Перестал Игнат трясти его. Подтащил, как котенка, к своим саням, бросил на сено, скинул свои большие шубные рукавицы, почерпнул рукой снегу.
— Ты чего со мной хочешь делать? — спросил испуганно Васька, но так тихо, что старик совсем не слышал.
— Я тебе покажу, как одному ходить!
«Ну, теперь совсем заморозит», — подумал Васька, закрыв глаза, и сразу же почувствовал, что Игнат начал тереть лицо его снегом.
— Ой! — вскрикнул Васька. — Я тятьке нажалуюсь.
— А, ожил! — смеясь, ответил Игнат. — Я тебе, шельмецу, задам жару.
«Гибель, — думает Васька, — умру, так передай своему Кольке книгу «Серая уточка», она у нас на полавочнике лежит».
— А корочку он сам оторвал! — крикнул он изо всех сил.
— Ладно, лежи, лежи…
Горит Васькино лицо, горят руки, и не удержался парень, завыл. Не стал больше старик потешаться над ним, скинул с себя тулуп, завернул в него Ваську, как куклу, одну щелку для глаз оставил.
«Видно, боится, чтобы не убежал, — думает Васька. — А разве тут убежишь — на эдакой погоде и ноги-то не идут».
Дернулись сани, завизжали полозья.
— Жив? — кричит старик и ударяет тяжелой рукавицей по тулупу.
— Жив, — отвечает Васька. — Ты куда меня везешь-то?
Старик молчит. Может, и слышит, да притворяется.
Плывут перед Васькой елки, страшно качаются над дорогой их мохнатые лапы. Шумит в лесу, как летом в запруде.
— Ты куда шел? — спрашивает Игнат.
— На свадьбу, к дедушке.
— Куда?
— На свадьбу.
— Хм… Вот што.
Погода начинает стихать. Видно Ваське, как по край дороги[8] прыгают снежные зайцы, гоняются друг за другом, но уже перестают качаться елки. Хорошо Ваське! Шевелит он в валенках пальцами, дрыгает ногами, путаясь в длинной шерсти тулупа. Видно, больше ничего не станет с ним делать старик. Передвигаются с боку на бок сани, качает Ваську, клонит ко сну…
— Что делаешь, шельмец! — кричит кто-то и хватает Ваську за руку.
Васька открывает глаза. Перед ним веселое, все в сосульках лицо Игната.
— Жив?
— Жив, — отвечает Васька.
— Ну, жив, так вылезай… А вот мне без тулупа-то досталось.
Только тут увидел Васька знакомую дедову избу с резными наличниками, с коньком на крыше, в которого он прошлое лето попадал камнями. Из избы доносились переборы гармошки, топот, песни.

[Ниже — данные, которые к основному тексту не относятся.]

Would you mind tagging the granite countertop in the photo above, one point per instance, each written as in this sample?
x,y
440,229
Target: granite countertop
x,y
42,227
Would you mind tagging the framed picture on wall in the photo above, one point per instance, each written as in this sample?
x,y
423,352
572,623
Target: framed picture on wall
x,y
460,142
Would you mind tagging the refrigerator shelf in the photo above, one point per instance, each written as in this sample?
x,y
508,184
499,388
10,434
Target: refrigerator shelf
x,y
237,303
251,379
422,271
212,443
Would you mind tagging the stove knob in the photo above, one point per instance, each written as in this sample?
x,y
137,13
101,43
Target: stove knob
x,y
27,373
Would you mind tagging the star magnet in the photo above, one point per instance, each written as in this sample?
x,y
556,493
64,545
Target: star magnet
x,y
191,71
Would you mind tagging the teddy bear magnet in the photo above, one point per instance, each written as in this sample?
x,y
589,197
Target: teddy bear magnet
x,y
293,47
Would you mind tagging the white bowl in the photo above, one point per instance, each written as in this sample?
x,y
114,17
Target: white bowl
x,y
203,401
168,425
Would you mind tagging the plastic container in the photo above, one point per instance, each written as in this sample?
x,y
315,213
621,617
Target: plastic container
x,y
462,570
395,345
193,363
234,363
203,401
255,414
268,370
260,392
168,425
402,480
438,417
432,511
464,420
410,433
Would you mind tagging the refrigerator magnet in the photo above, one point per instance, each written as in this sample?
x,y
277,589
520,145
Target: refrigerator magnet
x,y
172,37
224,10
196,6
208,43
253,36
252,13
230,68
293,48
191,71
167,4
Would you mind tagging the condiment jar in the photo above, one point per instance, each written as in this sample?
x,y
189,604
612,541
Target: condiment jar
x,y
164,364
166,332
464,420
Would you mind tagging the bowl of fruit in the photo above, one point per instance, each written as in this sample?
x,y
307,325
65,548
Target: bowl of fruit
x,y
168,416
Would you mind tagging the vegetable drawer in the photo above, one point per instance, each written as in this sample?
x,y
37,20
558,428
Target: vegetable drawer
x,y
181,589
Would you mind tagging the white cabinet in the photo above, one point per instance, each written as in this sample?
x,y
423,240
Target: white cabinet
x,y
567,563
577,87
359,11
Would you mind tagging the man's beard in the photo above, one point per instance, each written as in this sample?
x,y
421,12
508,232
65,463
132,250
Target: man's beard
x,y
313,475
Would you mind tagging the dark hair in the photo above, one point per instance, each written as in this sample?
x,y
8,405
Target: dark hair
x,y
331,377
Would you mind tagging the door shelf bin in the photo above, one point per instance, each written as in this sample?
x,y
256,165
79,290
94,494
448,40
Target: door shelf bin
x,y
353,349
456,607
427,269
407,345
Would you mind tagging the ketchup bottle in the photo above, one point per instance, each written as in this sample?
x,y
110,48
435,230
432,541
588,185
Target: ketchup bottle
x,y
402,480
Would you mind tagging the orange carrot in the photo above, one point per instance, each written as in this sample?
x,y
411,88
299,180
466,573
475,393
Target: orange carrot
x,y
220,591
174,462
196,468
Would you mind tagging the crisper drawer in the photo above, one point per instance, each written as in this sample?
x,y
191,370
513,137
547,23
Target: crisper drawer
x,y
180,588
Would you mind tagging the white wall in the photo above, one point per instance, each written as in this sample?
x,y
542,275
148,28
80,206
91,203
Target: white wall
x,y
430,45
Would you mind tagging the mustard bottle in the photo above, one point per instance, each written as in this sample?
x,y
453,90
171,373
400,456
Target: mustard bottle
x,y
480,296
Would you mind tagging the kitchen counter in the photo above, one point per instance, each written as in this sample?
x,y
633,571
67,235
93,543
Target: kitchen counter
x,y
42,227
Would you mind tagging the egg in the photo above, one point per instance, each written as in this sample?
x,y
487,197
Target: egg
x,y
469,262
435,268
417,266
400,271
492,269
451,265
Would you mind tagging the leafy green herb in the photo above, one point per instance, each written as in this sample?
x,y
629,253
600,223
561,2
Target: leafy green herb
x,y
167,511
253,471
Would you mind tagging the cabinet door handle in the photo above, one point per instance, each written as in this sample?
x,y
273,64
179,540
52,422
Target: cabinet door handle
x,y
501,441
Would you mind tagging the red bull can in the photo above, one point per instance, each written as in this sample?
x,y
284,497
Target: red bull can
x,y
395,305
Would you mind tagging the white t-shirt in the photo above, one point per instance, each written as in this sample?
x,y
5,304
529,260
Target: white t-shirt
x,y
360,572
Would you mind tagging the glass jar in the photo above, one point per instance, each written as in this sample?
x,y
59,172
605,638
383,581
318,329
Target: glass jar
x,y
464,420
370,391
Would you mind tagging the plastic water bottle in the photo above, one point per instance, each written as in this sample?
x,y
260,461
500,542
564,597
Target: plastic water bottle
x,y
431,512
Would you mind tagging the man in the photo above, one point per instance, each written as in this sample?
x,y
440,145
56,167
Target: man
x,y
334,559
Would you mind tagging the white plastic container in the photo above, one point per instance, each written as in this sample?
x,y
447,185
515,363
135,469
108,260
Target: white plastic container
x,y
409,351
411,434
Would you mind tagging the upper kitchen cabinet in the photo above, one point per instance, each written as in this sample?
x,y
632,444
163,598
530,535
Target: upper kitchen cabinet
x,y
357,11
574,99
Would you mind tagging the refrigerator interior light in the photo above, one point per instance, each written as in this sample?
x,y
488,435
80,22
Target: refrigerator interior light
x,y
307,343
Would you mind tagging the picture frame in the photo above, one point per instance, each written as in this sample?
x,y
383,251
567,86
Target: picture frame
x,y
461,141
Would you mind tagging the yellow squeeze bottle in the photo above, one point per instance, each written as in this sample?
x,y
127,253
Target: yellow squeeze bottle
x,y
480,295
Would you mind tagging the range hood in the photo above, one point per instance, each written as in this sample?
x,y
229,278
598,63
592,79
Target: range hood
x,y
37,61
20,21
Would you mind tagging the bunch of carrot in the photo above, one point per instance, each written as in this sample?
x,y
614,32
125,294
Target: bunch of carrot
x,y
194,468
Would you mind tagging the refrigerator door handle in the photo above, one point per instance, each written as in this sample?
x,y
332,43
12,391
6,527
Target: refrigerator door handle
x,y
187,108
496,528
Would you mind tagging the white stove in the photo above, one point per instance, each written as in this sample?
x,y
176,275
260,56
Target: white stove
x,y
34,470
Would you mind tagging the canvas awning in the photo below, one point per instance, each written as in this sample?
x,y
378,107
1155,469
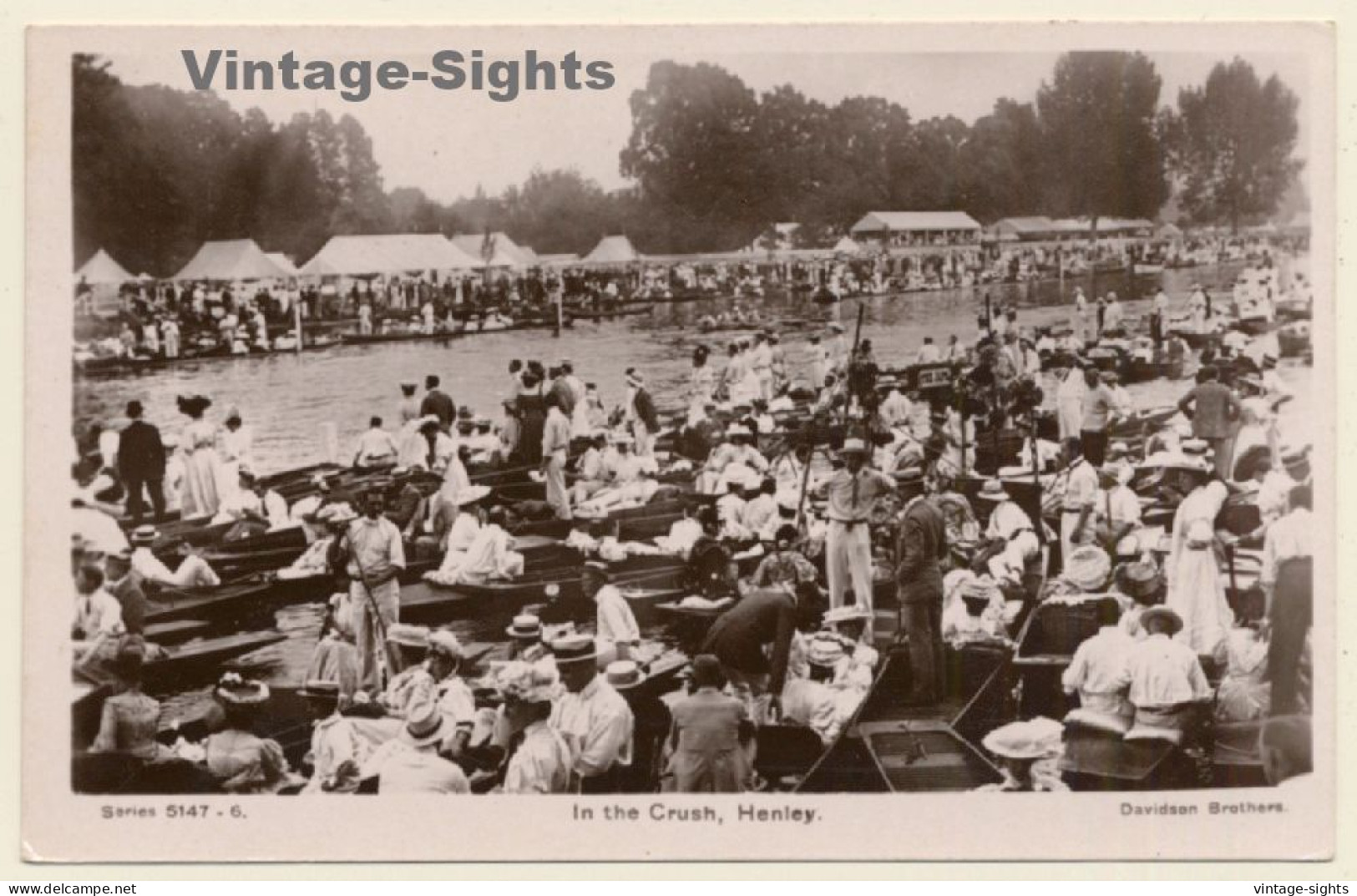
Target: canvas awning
x,y
354,256
102,269
228,261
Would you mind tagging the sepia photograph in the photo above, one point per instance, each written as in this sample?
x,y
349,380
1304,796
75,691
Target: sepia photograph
x,y
499,413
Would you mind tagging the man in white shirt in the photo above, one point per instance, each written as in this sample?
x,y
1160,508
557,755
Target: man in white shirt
x,y
1079,500
193,570
1288,581
376,447
593,718
1166,678
1100,671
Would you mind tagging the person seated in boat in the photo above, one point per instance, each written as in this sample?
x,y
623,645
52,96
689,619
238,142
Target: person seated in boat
x,y
490,555
812,701
1244,691
590,473
129,718
376,448
1167,685
542,761
236,757
975,610
896,410
1100,674
1027,752
193,572
410,763
783,566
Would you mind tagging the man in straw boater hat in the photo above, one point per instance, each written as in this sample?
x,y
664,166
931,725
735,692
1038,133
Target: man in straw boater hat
x,y
923,546
1167,683
376,558
1100,674
853,494
410,763
592,716
539,757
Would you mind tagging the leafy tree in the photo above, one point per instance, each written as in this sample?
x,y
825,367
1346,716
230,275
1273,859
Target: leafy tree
x,y
1101,143
1233,141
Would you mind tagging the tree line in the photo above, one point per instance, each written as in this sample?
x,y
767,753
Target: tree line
x,y
711,165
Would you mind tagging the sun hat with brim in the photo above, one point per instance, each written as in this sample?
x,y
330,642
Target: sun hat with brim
x,y
423,725
524,627
319,690
1139,580
992,490
573,648
848,613
408,635
144,535
447,644
1087,568
238,691
825,650
1168,616
625,674
1035,739
853,447
471,494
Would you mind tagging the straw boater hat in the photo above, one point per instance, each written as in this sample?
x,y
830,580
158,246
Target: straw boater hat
x,y
1139,580
853,447
625,675
1035,739
573,648
408,635
825,650
1087,568
524,627
144,534
471,494
423,725
528,681
235,690
447,644
992,490
1170,616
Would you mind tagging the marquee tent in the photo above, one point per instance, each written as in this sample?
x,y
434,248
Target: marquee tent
x,y
102,269
612,250
387,254
228,261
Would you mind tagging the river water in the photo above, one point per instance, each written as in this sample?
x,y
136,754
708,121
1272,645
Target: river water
x,y
288,399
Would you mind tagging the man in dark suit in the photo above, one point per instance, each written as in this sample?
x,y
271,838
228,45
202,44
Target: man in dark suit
x,y
923,544
438,403
141,462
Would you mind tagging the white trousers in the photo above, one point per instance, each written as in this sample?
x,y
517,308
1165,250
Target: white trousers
x,y
848,558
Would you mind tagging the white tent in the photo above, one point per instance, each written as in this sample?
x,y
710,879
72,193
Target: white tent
x,y
387,254
282,261
505,253
230,261
102,269
612,250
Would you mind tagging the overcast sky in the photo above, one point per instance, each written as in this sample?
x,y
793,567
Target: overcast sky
x,y
447,143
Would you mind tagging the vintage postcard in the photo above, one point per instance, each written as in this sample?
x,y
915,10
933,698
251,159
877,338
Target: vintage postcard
x,y
858,442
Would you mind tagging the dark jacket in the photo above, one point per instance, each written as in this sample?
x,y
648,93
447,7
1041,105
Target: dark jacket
x,y
923,544
646,410
140,453
738,635
441,406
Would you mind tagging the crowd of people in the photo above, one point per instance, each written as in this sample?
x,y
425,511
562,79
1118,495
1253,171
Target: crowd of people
x,y
787,547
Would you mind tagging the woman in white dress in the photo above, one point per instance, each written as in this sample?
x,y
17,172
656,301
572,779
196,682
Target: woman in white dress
x,y
202,464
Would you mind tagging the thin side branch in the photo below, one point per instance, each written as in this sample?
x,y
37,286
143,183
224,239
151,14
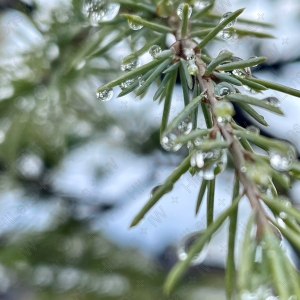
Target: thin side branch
x,y
236,150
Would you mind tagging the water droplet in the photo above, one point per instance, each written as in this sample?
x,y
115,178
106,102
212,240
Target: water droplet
x,y
185,245
126,83
154,190
197,159
224,111
197,142
135,63
192,68
105,95
180,10
155,49
238,72
100,10
286,202
30,165
253,57
226,34
282,160
80,65
141,81
189,54
52,51
209,164
190,145
199,5
253,129
225,16
134,26
277,233
259,174
6,91
167,142
2,136
186,126
273,101
243,169
223,89
167,189
262,292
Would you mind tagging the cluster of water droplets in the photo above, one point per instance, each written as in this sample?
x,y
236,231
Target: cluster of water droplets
x,y
227,34
282,160
185,245
168,139
180,10
100,10
209,164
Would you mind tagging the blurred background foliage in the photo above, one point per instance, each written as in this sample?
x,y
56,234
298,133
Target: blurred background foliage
x,y
52,246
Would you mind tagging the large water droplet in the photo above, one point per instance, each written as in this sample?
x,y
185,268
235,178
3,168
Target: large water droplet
x,y
192,68
100,10
155,49
30,165
185,245
105,95
253,57
223,89
180,10
199,5
259,174
226,34
273,101
167,142
282,160
224,111
154,190
189,53
167,189
216,165
197,159
134,26
135,63
186,126
209,164
127,83
277,233
252,129
225,16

Вылезти он так и не успел. Хлопнули ворота, и, весь красный, веселый, в новой рубахе и хороших блестящих сапогах, вышел на улицу дедушка. За ним мать, — и кажется парню, что она не рада его приезду. Лицо у нее какое-то испуганное, и как будто плачет она. «Ругать станет», — думает Васька и кричит:
— Мама, а ты не сердись!
Подошла мать, улыбнулась, поцеловала его, повела в избу.
Давно Васька не видал такого шума, такого веселья и столько людей!
В передней половине избы у стола, заставленного посудой, черномазый молодой парень, форсисто одетый, плясал на пару с теткой Зиной — ловко выколачивал ногами, быстро, козырем носился по кругу. Краснощекая грудастая Зина, ловко и плавно семеня ногами, помахивала белым платком, еле поспевала за ним.